А проснулся от того, что кто-то разговаривал. Негромко, но в ночной тишине я отчетливо слышал каждое слово. Напрасно я рассчитывал на то, что эфемерные брезентовые стенки отгородят мою избранницу от назойливого ухажера. В первое мгновение хотелось выскочить и разобраться, но разговор шел обо мне, и я решил сначала дослушать, что о моей скромной персоне думают коллеги и уж потом вмешаться. Вот ведь как бывает! Ты живешь с иллюзией, что твое представление об окружающих тебя людях соответствует действительности, а потом однажды просыпаешься и иллюзии развеиваются.

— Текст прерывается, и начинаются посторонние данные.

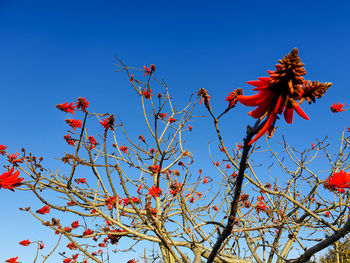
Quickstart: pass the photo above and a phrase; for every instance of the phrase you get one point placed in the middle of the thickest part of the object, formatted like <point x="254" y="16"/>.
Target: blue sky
<point x="56" y="51"/>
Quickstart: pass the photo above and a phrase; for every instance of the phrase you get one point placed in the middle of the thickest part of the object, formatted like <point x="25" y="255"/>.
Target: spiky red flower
<point x="66" y="107"/>
<point x="10" y="180"/>
<point x="2" y="149"/>
<point x="13" y="158"/>
<point x="12" y="260"/>
<point x="44" y="210"/>
<point x="25" y="243"/>
<point x="172" y="120"/>
<point x="68" y="139"/>
<point x="338" y="181"/>
<point x="74" y="123"/>
<point x="279" y="93"/>
<point x="232" y="97"/>
<point x="337" y="107"/>
<point x="108" y="123"/>
<point x="82" y="104"/>
<point x="147" y="93"/>
<point x="92" y="142"/>
<point x="154" y="191"/>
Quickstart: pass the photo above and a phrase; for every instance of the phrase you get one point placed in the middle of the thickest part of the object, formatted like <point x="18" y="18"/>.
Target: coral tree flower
<point x="280" y="92"/>
<point x="74" y="123"/>
<point x="25" y="243"/>
<point x="82" y="104"/>
<point x="9" y="180"/>
<point x="44" y="210"/>
<point x="338" y="181"/>
<point x="12" y="260"/>
<point x="66" y="107"/>
<point x="337" y="107"/>
<point x="108" y="123"/>
<point x="155" y="191"/>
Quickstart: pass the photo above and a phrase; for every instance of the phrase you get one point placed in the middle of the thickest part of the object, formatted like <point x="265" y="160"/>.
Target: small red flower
<point x="108" y="123"/>
<point x="82" y="104"/>
<point x="142" y="138"/>
<point x="338" y="181"/>
<point x="337" y="107"/>
<point x="12" y="260"/>
<point x="25" y="243"/>
<point x="162" y="115"/>
<point x="68" y="139"/>
<point x="9" y="180"/>
<point x="75" y="224"/>
<point x="171" y="120"/>
<point x="155" y="191"/>
<point x="74" y="123"/>
<point x="124" y="149"/>
<point x="66" y="107"/>
<point x="154" y="168"/>
<point x="88" y="232"/>
<point x="92" y="142"/>
<point x="13" y="158"/>
<point x="147" y="93"/>
<point x="2" y="149"/>
<point x="44" y="210"/>
<point x="80" y="181"/>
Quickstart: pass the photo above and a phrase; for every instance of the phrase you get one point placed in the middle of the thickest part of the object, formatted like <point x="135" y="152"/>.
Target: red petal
<point x="288" y="115"/>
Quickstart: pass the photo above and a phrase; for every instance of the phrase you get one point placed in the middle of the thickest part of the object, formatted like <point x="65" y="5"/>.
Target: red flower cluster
<point x="10" y="180"/>
<point x="337" y="107"/>
<point x="108" y="123"/>
<point x="74" y="123"/>
<point x="279" y="93"/>
<point x="338" y="181"/>
<point x="154" y="191"/>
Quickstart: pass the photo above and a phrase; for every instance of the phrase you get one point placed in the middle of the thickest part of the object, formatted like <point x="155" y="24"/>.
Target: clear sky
<point x="56" y="51"/>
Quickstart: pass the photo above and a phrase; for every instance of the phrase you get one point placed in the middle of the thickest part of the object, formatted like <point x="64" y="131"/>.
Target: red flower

– По-моему, он неплохой парень, – пробубнил Григорий Емельянович. – Да, однажды он мне врезал, а потом просто увернулся, и я приложился к забору мордой… То есть – лицом. У него действительно неплохая подготовка, причем – не только по самбо… Знаешь, у меня такое странное ощущение, что он не так прост, как кажется.

– В каком смысле? – удивилась Серафима Терентьевна.

– Такое ощущение, что он служил то ли в армии, то ли в милиции, но в личном деле об этом – ни слова.

– Как интересно! – ахнула старшая пионервожатая.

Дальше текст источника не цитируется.